個人的にはコレが一番オススメで、我が家も10年の固定価格買取期間が終了したら、蓄電池を購入しようと考えています。
考え方は簡単ですね。「太陽光発電で余った電気を蓄電池に貯め、夜間の電気に使う」という方法。
外に売るというやり方ではなく、地産地消のイメージですね。
蓄電池導入のメリットは、
- 買取業者の買い取り価格に依存しない(買取拒否のリスク回避)
- 電気の使い方を気にしなくて済む(余れば自然と蓄電池に貯めてくれる)
- 災害、停電時でも蓄電池から電気を使える
- 電力会社から電気を買うより安い
という点です。
先ほどのスマートFITでも、そもそもの買取価格が低いのに、契約継続していくたびに買取価格が下落していくリスクを考えると、手ごろですが将来的には買取不可となる可能性があります。
また、昨今の地震多発による停電のリスクを考えると、蓄電池で電気を使えるとメリットが大きいです。夏場などクーラーとまで行かなくても扇風機で夜をしのぐことは可能ですし、日中なら太陽光発電分で十分にクーラーをつかうことはできます。余れば蓄電池に貯めて夜使えますしね。電気の地産地消の最大のメリットです。
また、いくら安い夜間の電気といっても、電力会社から買う電気は高いです。
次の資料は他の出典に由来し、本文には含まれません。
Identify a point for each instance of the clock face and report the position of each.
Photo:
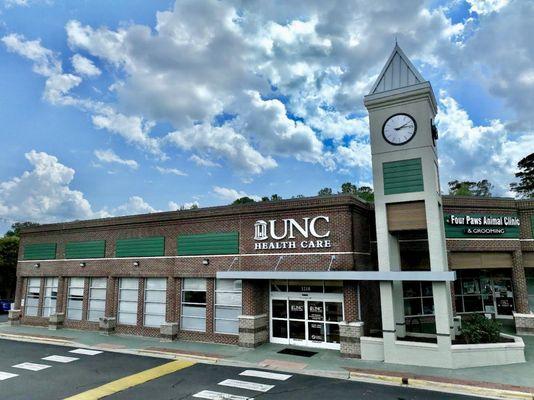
(399, 129)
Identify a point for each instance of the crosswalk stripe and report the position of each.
(264, 374)
(6, 375)
(87, 352)
(31, 366)
(61, 359)
(208, 394)
(258, 387)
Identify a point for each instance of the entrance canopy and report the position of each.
(438, 276)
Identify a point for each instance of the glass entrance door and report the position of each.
(306, 322)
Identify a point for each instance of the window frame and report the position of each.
(120, 300)
(94, 288)
(35, 295)
(145, 302)
(233, 306)
(68, 308)
(186, 303)
(47, 309)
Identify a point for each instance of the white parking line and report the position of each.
(31, 366)
(87, 352)
(6, 375)
(61, 359)
(258, 387)
(265, 374)
(208, 394)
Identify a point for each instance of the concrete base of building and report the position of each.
(169, 331)
(524, 324)
(55, 321)
(107, 325)
(349, 339)
(14, 317)
(253, 330)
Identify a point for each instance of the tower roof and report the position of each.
(398, 72)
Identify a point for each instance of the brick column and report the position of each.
(520, 283)
(210, 305)
(349, 339)
(254, 323)
(350, 301)
(140, 302)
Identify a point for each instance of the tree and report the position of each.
(325, 192)
(244, 200)
(366, 193)
(525, 186)
(9, 248)
(17, 226)
(468, 188)
(348, 188)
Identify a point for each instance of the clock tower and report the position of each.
(408, 204)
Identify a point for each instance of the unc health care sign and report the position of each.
(289, 233)
(481, 225)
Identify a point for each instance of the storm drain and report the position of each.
(300, 353)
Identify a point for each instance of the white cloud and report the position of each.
(203, 162)
(230, 195)
(355, 155)
(43, 194)
(134, 205)
(225, 142)
(84, 66)
(185, 206)
(133, 129)
(45, 61)
(109, 156)
(486, 6)
(473, 152)
(172, 171)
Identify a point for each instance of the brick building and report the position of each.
(176, 273)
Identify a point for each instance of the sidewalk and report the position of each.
(516, 377)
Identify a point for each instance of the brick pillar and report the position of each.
(350, 300)
(61, 294)
(254, 323)
(85, 301)
(210, 304)
(349, 339)
(520, 283)
(140, 302)
(18, 292)
(171, 300)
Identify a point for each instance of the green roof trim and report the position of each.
(208, 244)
我が家が契約している中部電力のEライフプランでは、夜間の電気代は1kWhあたり13.45円です。
これはスマートFITの買い取り価格の8円より高いですね。つまり、「太陽光発電の余剰電力は、スマートFITで8円で売るより、蓄電池に貯めて夜間の電気代13.45円の代わりに使用」するほうが、お得なわけですね!
私の考えでは、卒FIT後の選択肢としては「お手軽さを優先するならスマートFITのような買取サービスを利用」するのが良いですし、「導入費用はかかりますが将来的にもお得な蓄電池を導入」して電気の地産地消を進めるのもオススメです!我が家は後者の意見です!
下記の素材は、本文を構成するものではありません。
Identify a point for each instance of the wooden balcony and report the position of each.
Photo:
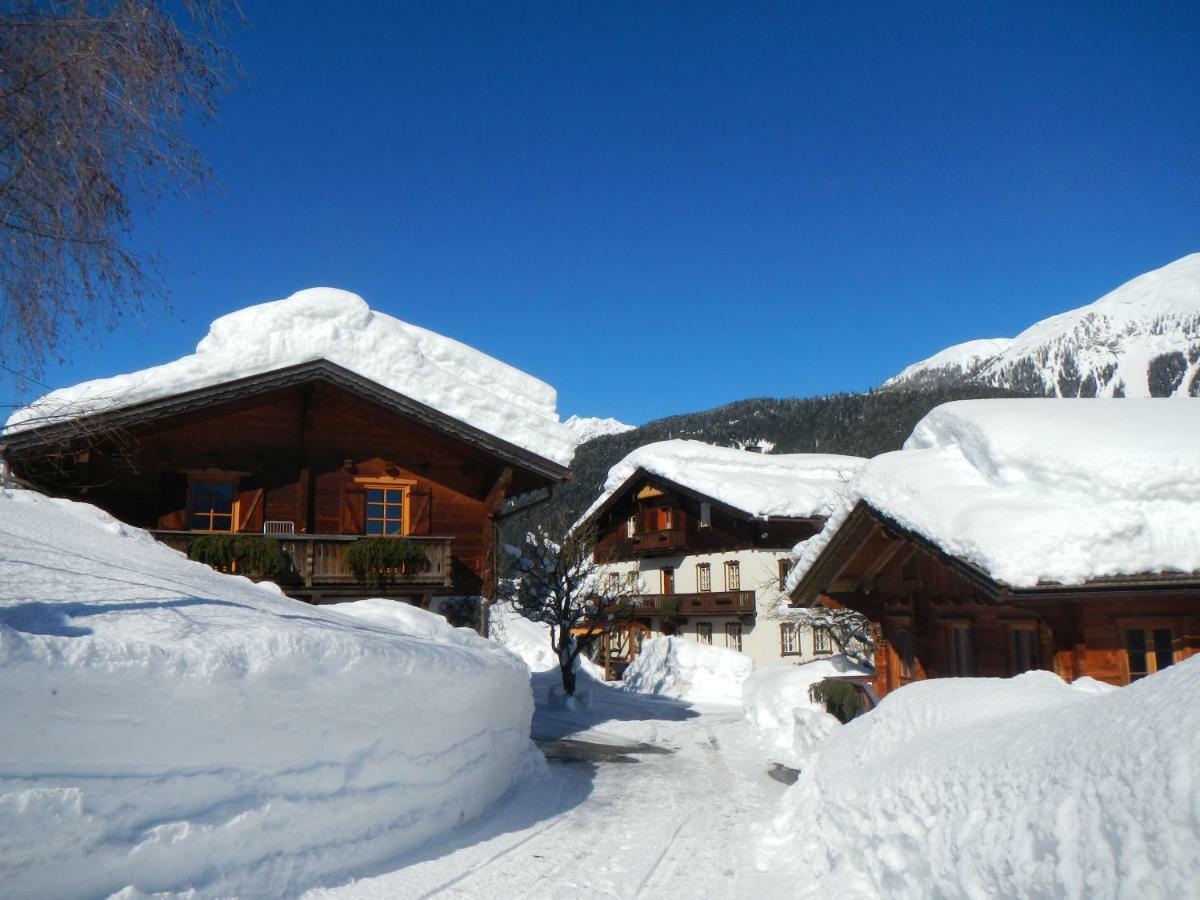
(723, 603)
(319, 559)
(671, 540)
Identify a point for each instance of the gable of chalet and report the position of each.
(321, 371)
(869, 541)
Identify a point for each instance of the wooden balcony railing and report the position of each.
(665, 541)
(723, 603)
(321, 559)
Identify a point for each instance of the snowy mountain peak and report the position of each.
(1141, 340)
(585, 427)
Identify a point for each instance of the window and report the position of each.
(387, 509)
(822, 641)
(1149, 649)
(959, 649)
(733, 635)
(1023, 647)
(211, 504)
(732, 576)
(789, 640)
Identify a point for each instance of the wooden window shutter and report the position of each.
(251, 507)
(354, 499)
(173, 501)
(420, 513)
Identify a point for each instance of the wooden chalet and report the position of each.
(934, 615)
(313, 456)
(703, 567)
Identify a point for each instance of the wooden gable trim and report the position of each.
(316, 371)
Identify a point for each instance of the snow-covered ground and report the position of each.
(172, 729)
(642, 797)
(337, 325)
(982, 787)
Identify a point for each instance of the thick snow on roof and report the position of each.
(791, 485)
(171, 729)
(1044, 490)
(1020, 787)
(337, 325)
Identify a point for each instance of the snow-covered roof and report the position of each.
(1031, 491)
(337, 325)
(765, 485)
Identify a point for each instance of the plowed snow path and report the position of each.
(667, 825)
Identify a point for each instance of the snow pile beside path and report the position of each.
(337, 325)
(796, 485)
(172, 729)
(775, 701)
(687, 670)
(1044, 490)
(1005, 787)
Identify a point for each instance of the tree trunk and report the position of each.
(568, 672)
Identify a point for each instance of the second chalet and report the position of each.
(1019, 534)
(705, 535)
(317, 424)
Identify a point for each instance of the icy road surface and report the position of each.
(623, 821)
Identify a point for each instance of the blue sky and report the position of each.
(659, 208)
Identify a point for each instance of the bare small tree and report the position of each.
(555, 579)
(94, 101)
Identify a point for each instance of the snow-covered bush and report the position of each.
(1003, 787)
(787, 723)
(687, 670)
(172, 729)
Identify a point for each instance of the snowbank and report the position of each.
(1005, 787)
(775, 701)
(685, 670)
(337, 325)
(797, 485)
(1044, 490)
(171, 729)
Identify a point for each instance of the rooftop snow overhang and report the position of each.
(628, 484)
(313, 371)
(840, 550)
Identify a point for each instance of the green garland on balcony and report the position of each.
(244, 553)
(371, 558)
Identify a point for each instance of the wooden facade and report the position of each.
(312, 456)
(936, 616)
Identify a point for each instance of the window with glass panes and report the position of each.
(385, 510)
(210, 505)
(732, 576)
(1149, 649)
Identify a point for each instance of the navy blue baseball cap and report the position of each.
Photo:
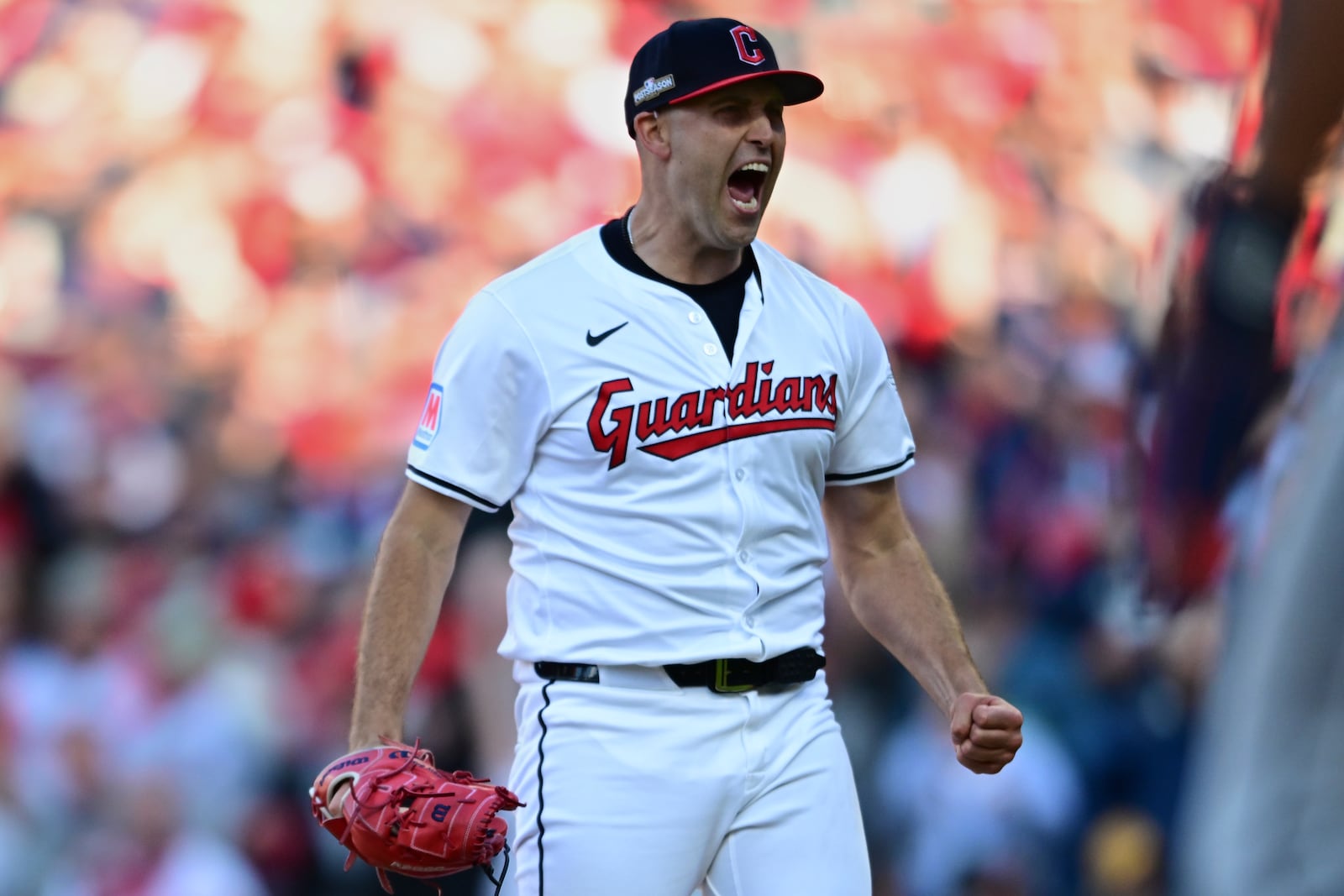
(698, 55)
我が家は中部地方に家があるので、やはり東海地震など地震災害に関するアンテナを高く張っています。日ごろから避難場所へのアクセスや、日用品・食料の備蓄など欠かさないですし。
ただ、食料や日用品、トイレなどはどうにでもなりますが、電気だけはどうしようもありません。インフラが復旧するまで待つしかないとなると、かなりの日数がかかります。そうなると、灼熱の夏場に電気も無く生活できませんし、極寒の冬場にエアコンもコタツもなく過ごすことも難しいです。避難所に行くにもプライベートがないですし、小さい子どもがいると気を使います。
そういう意味でも、電気を地産地消できる「太陽光発電+蓄電池」という組み合わせはメリット大です!普段も夜の電気代を安く済ませることができますし、非常時にも役に立つ。セキスイハイムなので地震でも倒壊しないでしょうし、地震後の停電中でも「太陽光発電で電気が使え、夜間も蓄電池で電気が使える」生活は、かなり精神的に安心できます。
中部地方に限らず、最近は日本全国どこでも大きな地震が起き得ます。万が一に備え、太陽光発電2019年問題に悩むFIT難民予備軍の皆さんには、ぜひ蓄電池導入も検討の1つに入れて頂ければ良いと思います!
蓄電池導入はまず見積もりから。同じく2019年問題、2020年問題で困っているご家庭は多いですから、間際になると蓄電池の設置工事が間に合わずにFIT期限切れになるかもしれません。今のうちに見積もりだけは取得しておくことをオススメします!